I found my copy of Elisabeth Elliot's biography of Amy Carmichael, such a rich book. She signed it for me. Mrs. Elliot was a huge help and mentor to me (through her books) when I was wrestling to figure out some of the darkest days of my life.
I post all this because a friend recently vaguely alluded that, because I support the use of ebooks, I might not really have a strong sentimental attachment to print books. This may have been said in jest or sarcasm. Still, I know better; I love my books deeply. And I don't love them because of professional attachment, although I loved teaching literature for many years. But my textbooks aren't on these shelves. And I don't even love the books for their authors; Capote was a nut, I think, Lewis had some oddities in his theology, and I won't even go into how troubled some of our modern authors are. No, I love the books for themselves, for what they contain. I long to live in Cranford or Candleford. MacDonald's stories taught me all I needed to know about magic. Perhaps I've come the closest to loving an author in Mr. Trollope, whose subtleties of voice are so winning.
I used to have more books, but I've given many away, keeping only the ones I don't want to be parted from.
Many things are lost. I bragged to this friend that I had a four-volume set of Kipling, rather old, with swastikas on the spines (before the swastika was a Nazi symbol, of course). Later, I wondered where the books were. In the garage? In a box? At my parents' house? So many of our things are scattered from too many moves, too much loss, illness, unemployment. Where was Mr. Kipling? My brain whispered to me where I'd last seen them: in a box, sitting in the driveway, sold for $5 at a yard sale when we were rather desperately leaving Statesville, and I'd decided possessions didn't matter when one had no home to put them in. What right had I to keep Mr. Kipling, or Mr. Trollope, or all the fine ladies of literature, when I had no home to protect them in? I was sick of dragging them around the country for 30 years.

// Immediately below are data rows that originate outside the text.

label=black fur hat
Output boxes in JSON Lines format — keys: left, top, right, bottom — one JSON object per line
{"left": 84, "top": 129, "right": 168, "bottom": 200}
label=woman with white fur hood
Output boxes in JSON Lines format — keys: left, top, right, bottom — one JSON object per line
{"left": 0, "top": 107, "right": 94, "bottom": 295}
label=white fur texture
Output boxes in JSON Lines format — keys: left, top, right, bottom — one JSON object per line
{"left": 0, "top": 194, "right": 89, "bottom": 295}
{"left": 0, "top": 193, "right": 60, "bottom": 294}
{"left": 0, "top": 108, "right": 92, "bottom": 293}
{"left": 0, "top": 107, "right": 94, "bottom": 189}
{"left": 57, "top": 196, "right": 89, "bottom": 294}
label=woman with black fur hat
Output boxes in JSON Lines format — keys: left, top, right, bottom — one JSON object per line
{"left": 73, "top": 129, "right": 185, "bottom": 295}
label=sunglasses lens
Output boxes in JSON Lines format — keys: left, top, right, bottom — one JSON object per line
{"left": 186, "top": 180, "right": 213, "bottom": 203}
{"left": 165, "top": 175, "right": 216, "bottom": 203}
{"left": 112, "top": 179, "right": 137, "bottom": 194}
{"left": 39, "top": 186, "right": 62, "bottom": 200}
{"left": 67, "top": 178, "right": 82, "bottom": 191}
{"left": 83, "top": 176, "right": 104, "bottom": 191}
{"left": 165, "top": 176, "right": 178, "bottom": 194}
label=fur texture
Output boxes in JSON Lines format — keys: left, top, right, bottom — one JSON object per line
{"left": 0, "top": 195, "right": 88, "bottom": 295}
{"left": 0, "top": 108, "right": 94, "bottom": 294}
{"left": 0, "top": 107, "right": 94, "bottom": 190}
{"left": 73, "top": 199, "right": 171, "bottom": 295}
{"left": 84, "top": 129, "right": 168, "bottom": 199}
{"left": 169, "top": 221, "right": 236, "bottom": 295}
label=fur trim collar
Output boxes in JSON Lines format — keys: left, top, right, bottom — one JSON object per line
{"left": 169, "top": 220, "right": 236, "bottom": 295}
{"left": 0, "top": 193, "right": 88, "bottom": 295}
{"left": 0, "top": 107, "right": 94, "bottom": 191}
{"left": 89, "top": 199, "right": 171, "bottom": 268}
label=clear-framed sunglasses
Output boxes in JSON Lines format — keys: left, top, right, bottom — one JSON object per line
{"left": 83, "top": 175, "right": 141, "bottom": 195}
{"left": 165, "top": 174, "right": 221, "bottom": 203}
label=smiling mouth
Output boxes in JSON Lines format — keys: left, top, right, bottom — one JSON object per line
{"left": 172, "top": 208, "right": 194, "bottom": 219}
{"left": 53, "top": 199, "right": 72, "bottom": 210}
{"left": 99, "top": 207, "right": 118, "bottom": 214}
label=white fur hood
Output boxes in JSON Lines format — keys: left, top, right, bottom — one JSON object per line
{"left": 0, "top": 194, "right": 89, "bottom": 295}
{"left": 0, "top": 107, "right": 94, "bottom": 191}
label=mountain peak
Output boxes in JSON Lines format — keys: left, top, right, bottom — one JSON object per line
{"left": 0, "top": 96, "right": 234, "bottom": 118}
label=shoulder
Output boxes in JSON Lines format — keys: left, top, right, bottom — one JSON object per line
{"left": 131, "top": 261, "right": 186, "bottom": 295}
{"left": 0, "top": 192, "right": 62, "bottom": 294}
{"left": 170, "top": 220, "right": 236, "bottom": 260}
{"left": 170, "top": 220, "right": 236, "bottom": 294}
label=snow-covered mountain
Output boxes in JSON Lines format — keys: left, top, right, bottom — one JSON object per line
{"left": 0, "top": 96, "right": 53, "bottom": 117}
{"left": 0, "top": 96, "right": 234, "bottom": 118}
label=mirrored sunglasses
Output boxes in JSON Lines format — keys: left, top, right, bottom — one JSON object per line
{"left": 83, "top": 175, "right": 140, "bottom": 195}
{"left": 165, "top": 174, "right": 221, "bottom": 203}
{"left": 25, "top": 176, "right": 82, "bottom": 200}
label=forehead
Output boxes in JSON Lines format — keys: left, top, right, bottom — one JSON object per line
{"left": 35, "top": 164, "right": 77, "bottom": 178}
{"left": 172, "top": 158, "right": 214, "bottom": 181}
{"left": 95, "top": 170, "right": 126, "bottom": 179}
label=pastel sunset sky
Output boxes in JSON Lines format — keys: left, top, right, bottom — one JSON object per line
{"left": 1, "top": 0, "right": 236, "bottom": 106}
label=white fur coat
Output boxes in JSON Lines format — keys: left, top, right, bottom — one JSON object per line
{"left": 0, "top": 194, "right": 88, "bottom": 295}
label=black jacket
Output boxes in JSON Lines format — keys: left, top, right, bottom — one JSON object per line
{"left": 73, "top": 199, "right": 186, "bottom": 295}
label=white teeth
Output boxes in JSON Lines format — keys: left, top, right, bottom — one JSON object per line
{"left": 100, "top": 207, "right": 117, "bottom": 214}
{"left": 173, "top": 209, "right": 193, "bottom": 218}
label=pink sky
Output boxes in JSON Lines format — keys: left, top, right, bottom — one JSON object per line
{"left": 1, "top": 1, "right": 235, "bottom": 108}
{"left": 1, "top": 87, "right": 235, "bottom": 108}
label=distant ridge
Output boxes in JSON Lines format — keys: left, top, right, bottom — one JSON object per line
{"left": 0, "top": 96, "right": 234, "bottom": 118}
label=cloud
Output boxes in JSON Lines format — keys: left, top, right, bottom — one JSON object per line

So I sold Mr. Kipling and his cool swastikas.
My jesting friend and I were debating the value of ebooks or print books, regarding their safety. Amazon may delete your entire library, but God may take all your print books away with a 15-minute house fire. Now, however, I realize the greatest danger to my books: me. Books are beautiful depositories of wonder, knowledge, magic, history. They are everything. How tightly we hold them. How we love them. Mr. Kipling, I hope you've found a good home.